Schuijers, J., Manteiga, J. C., Weintraub, A. S., Day, D. S., Zamudio, A. V., Hnisz, D., et al. (2018). Transcriptional Dysregulation of MYC Reveals Common Enhancer-Docking Mechanism. Cell Reports, 23(2), 349-360. doi:10.1016/j.celrep.2018.03.056.


Cite as: https://hdl.handle.net/21.11116/0000-0003-54E0-1
Abstract
Transcriptional dysregulation of the MYC oncogene is among the most frequent events in aggressive tumor cells, and this is generally accomplished by acquisition of a super-enhancer somewhere within the 2.8 Mb TAD where MYC resides.

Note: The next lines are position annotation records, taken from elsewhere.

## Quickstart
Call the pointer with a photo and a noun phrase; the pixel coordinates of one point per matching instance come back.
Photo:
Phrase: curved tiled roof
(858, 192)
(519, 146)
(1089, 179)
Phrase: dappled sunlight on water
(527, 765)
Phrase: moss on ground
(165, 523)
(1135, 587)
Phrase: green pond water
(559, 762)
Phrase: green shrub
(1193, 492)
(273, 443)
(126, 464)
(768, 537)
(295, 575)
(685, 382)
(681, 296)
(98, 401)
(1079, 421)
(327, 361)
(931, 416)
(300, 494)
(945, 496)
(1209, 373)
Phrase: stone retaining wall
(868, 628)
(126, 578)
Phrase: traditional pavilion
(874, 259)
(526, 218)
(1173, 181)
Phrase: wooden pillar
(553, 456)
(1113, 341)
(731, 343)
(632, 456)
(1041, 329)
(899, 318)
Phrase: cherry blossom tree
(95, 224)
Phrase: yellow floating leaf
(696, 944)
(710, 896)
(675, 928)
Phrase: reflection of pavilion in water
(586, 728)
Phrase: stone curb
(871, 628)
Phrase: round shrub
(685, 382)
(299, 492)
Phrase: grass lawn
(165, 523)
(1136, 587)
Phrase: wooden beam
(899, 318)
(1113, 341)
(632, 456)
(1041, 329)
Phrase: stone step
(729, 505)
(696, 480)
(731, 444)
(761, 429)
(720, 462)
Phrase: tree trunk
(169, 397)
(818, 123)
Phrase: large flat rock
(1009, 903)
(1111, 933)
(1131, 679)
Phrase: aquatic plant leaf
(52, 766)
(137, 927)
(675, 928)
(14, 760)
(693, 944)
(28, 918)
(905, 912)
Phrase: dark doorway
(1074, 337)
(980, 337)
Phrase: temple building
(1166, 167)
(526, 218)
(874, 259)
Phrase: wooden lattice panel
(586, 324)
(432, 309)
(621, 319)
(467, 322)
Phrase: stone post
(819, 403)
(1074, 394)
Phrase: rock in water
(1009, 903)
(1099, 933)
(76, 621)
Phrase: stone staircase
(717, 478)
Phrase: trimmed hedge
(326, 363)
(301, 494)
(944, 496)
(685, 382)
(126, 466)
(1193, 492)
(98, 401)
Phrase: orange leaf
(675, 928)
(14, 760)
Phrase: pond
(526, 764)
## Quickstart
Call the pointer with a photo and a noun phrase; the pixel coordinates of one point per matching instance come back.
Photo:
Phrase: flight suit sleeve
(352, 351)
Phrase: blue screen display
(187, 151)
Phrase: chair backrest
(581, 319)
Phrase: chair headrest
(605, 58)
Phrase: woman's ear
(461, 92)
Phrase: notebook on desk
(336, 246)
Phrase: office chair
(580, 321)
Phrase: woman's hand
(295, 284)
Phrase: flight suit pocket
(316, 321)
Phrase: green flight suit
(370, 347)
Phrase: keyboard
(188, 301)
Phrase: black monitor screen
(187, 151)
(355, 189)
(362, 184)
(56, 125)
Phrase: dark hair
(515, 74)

We find that these diverse cancer-specific super-enhancers, differing in size and location, interact with the MYC gene through a common and conserved CTCF binding site located 2 kb upstream of the MYC promoter. Genetic perturbation of this enhancer-docking site in tumor cells reduces CTCF binding, super-enhancer interaction, MYC gene expression, and cell proliferation. CTCF binding is highly sensitive to DNA methylation, and this enhancer-docking site, which is hypomethylated in diverse cancers, can be inactivated through epigenetic editing with dCas9-DNMT. Similar enhancer-docking sites occur at other genes, including genes with prominent roles in multiple cancers, suggesting a mechanism by which tumor cell oncogenes can generally hijack enhancers. These results provide insights into mechanisms that allow a single target gene to be regulated by diverse enhancer elements in different cell types.